You can install either the latest stable version of MongoDB Enterprise or a specific version of MongoDB Enterprise.

Install the latest stable version of MongoDB Enterprise.

Issue the following command:

sudo yum install mongodb-enterprise
2

Optional. Manage Installed Version

Install a specific release of MongoDB Enterprise.

Specify each component package individually and append the version number to the package name, as in the following example that installs the 2.6.1 release of MongoDB:

sudo yum install mongodb-enterprise-2.6.1 mongodb-enterprise-server-2.6.1 mongodb-enterprise-shell-2.6.1 mongodb-enterprise-mongos-2.6.1 mongodb-enterprise-tools-2.6.1

Pin a specific version of MongoDB Enterprise.

Although you can specify any available version of MongoDB Enterprise, yum will upgrade the packages when a newer version becomes available. To prevent unintended upgrades, pin the package. To pin a package, add the following exclude directive to your /etc/yum.conf file:

exclude=mongodb-enterprise,mongodb-enterprise-server,mongodb-enterprise-shell,mongodb-enterprise-mongos,mongodb-enterprise-tools

Previous versions of MongoDB packages use different naming conventions.
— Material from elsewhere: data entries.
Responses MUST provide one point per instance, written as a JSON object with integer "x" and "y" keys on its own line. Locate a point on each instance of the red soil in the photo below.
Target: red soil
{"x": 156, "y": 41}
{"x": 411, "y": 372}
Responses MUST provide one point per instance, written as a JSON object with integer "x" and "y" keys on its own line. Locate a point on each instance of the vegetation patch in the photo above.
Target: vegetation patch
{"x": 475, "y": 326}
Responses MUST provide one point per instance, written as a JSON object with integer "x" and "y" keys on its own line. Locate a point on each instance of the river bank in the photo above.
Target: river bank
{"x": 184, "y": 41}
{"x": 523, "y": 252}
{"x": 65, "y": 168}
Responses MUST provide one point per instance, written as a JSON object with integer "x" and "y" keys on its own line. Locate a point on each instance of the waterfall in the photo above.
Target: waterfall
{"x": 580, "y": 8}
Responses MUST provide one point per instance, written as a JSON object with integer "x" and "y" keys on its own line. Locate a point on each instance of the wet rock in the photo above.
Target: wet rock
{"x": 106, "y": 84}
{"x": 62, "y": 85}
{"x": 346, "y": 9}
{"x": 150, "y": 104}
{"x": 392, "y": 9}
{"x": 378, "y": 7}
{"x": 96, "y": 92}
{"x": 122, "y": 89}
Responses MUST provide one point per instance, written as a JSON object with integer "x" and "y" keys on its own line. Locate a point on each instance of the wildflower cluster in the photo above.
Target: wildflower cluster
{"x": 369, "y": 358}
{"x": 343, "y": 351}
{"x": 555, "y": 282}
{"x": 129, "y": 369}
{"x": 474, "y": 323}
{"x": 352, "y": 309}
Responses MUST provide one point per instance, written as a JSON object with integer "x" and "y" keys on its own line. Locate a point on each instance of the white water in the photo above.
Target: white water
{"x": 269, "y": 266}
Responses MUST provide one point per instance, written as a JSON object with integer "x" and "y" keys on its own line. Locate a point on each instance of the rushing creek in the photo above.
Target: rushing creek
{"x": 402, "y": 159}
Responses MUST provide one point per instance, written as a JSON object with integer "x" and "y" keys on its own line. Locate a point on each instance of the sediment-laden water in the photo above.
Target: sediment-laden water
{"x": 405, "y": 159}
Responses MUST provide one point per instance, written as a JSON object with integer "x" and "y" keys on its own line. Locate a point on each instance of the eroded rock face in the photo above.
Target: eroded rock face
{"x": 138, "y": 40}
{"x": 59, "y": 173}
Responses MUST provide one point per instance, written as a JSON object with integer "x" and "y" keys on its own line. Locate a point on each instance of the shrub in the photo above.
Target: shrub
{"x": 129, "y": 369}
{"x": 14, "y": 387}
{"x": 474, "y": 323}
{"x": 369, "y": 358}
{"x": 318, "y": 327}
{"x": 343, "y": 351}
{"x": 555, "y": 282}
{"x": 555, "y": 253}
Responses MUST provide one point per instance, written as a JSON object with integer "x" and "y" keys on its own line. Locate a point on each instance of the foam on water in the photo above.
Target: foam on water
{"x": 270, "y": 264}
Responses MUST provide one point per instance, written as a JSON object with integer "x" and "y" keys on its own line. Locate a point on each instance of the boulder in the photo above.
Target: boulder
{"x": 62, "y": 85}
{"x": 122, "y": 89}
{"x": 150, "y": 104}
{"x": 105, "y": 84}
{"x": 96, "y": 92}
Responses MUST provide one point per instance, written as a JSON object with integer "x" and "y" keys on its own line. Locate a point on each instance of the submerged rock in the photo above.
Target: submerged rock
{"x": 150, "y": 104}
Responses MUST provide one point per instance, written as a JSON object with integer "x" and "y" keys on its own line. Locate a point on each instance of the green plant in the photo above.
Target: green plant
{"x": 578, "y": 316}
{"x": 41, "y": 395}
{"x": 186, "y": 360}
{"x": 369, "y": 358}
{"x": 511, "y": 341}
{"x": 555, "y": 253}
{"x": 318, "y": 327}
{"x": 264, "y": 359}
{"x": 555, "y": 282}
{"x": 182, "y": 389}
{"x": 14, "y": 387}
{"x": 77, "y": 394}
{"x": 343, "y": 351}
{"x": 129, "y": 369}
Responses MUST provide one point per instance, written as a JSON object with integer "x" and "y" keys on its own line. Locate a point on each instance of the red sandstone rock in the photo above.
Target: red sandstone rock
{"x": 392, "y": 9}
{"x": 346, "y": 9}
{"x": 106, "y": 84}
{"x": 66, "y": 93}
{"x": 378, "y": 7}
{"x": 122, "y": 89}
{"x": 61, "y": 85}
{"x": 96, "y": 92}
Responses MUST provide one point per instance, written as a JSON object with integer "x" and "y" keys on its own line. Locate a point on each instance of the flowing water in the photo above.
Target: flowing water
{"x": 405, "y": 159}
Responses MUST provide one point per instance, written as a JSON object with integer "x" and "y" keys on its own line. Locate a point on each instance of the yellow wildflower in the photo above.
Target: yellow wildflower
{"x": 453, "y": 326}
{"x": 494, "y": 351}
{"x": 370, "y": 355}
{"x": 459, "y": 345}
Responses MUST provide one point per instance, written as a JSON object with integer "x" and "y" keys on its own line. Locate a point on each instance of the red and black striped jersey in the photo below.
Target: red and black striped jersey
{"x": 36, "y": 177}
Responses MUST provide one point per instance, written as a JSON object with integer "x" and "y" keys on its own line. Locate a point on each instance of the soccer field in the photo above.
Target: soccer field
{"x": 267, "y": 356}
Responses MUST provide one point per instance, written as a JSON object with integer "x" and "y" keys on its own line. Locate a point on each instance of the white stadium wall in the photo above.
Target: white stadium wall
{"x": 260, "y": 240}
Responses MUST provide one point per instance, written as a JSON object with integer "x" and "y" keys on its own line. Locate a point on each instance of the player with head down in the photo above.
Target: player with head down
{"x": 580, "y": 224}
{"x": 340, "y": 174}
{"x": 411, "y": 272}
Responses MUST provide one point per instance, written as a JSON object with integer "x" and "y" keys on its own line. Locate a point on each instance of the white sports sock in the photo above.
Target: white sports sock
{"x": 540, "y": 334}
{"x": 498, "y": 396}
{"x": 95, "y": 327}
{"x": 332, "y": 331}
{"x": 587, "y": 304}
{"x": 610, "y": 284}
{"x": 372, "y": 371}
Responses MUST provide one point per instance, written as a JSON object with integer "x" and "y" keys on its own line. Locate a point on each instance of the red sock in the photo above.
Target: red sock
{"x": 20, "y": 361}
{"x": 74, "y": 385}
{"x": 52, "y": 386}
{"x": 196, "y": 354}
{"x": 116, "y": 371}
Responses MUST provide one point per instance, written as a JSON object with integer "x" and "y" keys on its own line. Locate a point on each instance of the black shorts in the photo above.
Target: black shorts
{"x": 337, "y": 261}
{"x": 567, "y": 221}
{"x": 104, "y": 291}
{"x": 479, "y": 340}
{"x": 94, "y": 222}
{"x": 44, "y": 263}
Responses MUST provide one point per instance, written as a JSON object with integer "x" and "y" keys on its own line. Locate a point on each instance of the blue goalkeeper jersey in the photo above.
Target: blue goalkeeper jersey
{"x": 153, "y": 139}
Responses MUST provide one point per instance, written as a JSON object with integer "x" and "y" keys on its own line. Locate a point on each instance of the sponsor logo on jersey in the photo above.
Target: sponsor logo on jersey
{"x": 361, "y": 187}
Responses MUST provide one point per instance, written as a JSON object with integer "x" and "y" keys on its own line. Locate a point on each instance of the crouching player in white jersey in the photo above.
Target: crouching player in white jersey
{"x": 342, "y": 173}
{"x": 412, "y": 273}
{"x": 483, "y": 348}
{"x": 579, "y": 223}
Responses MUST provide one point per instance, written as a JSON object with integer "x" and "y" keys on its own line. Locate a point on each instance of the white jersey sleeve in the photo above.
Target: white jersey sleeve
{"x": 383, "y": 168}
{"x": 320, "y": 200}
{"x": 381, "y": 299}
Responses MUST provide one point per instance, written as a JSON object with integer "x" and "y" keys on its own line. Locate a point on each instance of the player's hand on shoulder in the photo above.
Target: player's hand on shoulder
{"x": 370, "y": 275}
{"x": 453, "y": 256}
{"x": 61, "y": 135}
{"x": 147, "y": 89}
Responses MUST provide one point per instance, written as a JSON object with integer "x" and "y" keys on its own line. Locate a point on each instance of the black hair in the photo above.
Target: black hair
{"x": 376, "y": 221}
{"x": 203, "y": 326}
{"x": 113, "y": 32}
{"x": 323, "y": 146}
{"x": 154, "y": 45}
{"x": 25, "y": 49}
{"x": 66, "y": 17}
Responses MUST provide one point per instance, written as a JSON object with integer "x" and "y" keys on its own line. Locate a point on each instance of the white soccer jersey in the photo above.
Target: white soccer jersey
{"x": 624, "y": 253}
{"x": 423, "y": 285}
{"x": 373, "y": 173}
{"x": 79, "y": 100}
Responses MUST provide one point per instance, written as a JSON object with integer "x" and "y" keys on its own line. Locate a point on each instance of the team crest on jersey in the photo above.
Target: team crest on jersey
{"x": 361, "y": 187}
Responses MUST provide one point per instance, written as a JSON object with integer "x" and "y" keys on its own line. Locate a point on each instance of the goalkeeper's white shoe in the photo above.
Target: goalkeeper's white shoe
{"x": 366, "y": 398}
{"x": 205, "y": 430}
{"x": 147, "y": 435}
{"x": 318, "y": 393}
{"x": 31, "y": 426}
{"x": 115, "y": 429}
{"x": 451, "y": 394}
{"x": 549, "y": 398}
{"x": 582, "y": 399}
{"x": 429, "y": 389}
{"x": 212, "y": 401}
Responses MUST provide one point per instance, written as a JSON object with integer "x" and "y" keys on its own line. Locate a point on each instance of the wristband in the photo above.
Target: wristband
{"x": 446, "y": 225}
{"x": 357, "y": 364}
See the 2.4 version of documentation for more information.

3

When the install completes, you can run MongoDB.

Run MongoDB Enterprise

1

Start MongoDB.

You can start the mongod process by issuing the following command:

sudo service mongod start
2

Verify that MongoDB has started successfully

You can verify that the mongod process has started successfully by checking the contents of the log file at /var/log/mongodb/mongod.log.

You can optionally ensure that MongoDB will start following a system reboot by issuing the following command:

sudo chkconfig mongod on
3

Stop MongoDB.

As needed, you can stop the mongod process by issuing the following command:

sudo service mongod stop
4

Restart MongoDB.

You can restart the mongod process by issuing the following command:

sudo service mongod restart

You can follow the state of the process for errors or important messages by watching the output in the /var/log/mongo/mongod.log file.

5

Begin using MongoDB.

To begin using MongoDB, see Getting Started with MongoDB. Also consider the Production Notes document before deploying MongoDB in a production environment.